Fatigue and hunger can also lead people to become more irritable. Thus, other physical approaches for anger prevention include ensuring children get enough sleep, and are provided with a well-balanced, nourishing diet.

Reframing

Finally, with more mature patients, I discuss the idea that the way they look at a situation can lead to an increase or decrease of anger. For example, a child might become angry when they are asked to switch from doing a favorite activity to completing a chore. The anger arises from the thought, “I can no longer engage in my fun activity.” Instead, the child can switch to thinking, “I want to be of help to my parent because I am a good person,” or “My parent will be happy when I complete my chore.”

 

Some children become angry when faced with challenging schoolwork. In this instance they can learn to recognize that difficult situations present opportunities for personal growth, proving that they should be embraced rather than disliked.

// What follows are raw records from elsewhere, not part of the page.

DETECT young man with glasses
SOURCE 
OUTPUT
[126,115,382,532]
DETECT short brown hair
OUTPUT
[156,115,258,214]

I review that it is important to identify whether a given trigger for anger can be avoided. For instance, if a parent becomes angry when a chore is left undone, the child should be coached to complete the chore before being asked. On the other hand, if the trigger cannot be avoided, the child should be coached to respond calmly. This does not mean that the child should not take action. For example, a child who is worried about the effects of global warming can be encouraged to learn and talk to people about it and even undertake projects such as fundraisers that can help raise awareness and solve the issue.

 

Takeaway

Unchecked anger can cause significant life disruptions. Fortunately, many children can reduce their emotional reactivity using positive self-talk, imagery, physical calming techniques, and learning how to think differently about anger-triggering situations.